Hurry, hurry! Math problems, hurry up! Math problems

Solution: Set up X tons to be transported from A to C, and the total cost is Y yuan.

y=20x+25(200-x)+15(220-x)+22[300-(220-x)]

20x+5000-25x+3300-15x+22x+17602x+10060

According to the nature of the function, y increases with the increase of x, so when x takes the minimum value of 0 tons, y has a minimum value of 10060 yuan.

So 200 tons from A to D, 220 tons from B to C, and 80 tons from B to D.

Solution: Set up city A to transport x tons to place C.

Total shipping = 20x + 25 (200-x) + 15 (220-x) + 22 [280-(200-x)].

20x+5000-25x+3300-15x+1760+22x2x+10060

When x=0, the minimum total shipping cost is: 10,060 yuan.

A: 200 tons from A to D and 300 tons from B to C cost the least.

Let A to C transport x tons, then A to D is 200-x B to C is 220-x B to D is X+80

Shipping cost: 20 x x + 25 x (200-x) + 15 x (220-x) + 22 x (x+80).

12 * (1 + 5 9) = 56 3 tons.

A batch of cement, 12 tons were used, and the rest was 5 9 used, and this batch of cement had 56 3 tons.

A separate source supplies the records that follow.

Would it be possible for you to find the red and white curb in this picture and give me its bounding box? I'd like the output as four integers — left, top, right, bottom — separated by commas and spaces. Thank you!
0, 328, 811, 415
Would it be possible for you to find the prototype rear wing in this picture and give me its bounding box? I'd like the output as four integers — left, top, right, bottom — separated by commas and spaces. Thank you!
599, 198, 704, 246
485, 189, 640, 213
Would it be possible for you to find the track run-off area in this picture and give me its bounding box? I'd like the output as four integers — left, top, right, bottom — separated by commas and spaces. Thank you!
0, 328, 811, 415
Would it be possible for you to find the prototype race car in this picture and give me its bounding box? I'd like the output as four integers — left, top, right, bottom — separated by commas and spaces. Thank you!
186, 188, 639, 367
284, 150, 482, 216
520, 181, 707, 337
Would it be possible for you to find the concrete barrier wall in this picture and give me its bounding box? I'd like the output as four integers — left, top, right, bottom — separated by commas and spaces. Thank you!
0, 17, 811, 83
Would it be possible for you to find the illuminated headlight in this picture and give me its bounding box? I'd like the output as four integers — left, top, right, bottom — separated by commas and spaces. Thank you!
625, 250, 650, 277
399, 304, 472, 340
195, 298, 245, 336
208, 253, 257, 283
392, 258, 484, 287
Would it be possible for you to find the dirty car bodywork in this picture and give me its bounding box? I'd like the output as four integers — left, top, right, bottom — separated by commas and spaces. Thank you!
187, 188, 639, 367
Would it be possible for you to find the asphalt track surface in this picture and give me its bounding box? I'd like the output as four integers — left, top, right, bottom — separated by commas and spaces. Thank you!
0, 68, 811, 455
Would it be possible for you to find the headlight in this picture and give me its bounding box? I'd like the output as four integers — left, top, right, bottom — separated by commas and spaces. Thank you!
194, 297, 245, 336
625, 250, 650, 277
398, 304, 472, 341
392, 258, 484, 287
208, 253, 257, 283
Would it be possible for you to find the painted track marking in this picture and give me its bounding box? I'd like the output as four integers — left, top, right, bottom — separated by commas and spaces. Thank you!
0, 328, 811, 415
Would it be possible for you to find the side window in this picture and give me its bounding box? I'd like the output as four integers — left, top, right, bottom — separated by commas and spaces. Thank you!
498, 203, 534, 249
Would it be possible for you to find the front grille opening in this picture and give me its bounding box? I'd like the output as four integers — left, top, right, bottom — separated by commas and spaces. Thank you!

Let the weight of this batch of cement be x then (x-12) 12 = 5 9 The solution gives x=56 3

The rest: 12 times 5 9

So total: 12 + 12 * 5 9 = 56 3

Set a total of x tons. After using 12 tons, (x-12) tons remain.

x-12) = 12 multiplied by five ninths.

Please refer to ** for the detailed process.

I don't know if there's anything wrong with understanding.

English math problems, I serve.

Question, I'm more anxious than you!

What is it that makes you so anxious?

School to home 2 3 km, he can walk 5 6 km?

If "it took him a third of an hour to walk five-sixths of a kilometer" is just one of his usual things, then the equation is 2 3 (5 6 1 3).

It is calculated according to "time = distance speed", and the speed is calculated with "distance time" in parentheses.

Two-thirds of the km, the problem was said at the beginning, do you still need to solve it?

The distance is two-thirds of a kilometer, are you sure the problem is correct? I guess I asked how long it would take!

Brain teasers?

The distance is constant, it's 2 3

Follow the binomial.

t(r+1)=c6(r)(-2x)^r

r=3 coefficient is c6(3)(-2) 3=-160

Question 1: Since the minimum value of 1-x(1-x) = (x-1 2) 2+3 4 is 3 4, the maximum value of f(x) is 4 3.

Question 2: From f(-2)=f(3), we can know that the axis of symmetry x=1 2, so f(x)=a(x-1 2) 2+c, and f(x) is less than or equal to 5 constantly, so we can know a<0, c=5. Finally, we can know that f(x)=a(x-1 2) 2+5, and I personally think that the conditions are not enough.

Unable to find a

Question 3: The question should be MX 2-2MX-1. According to the title, there are m<0 and b 2-4ac<0

Therefore, 4m 2+4m<0 can be solved to -10, f(3)>0, b 2-4ac>=0

Lianli solves -3 2 Question 5: Is the topic going to be changed again, you can solve it after you change it.

Question 6: Do you see if you are right?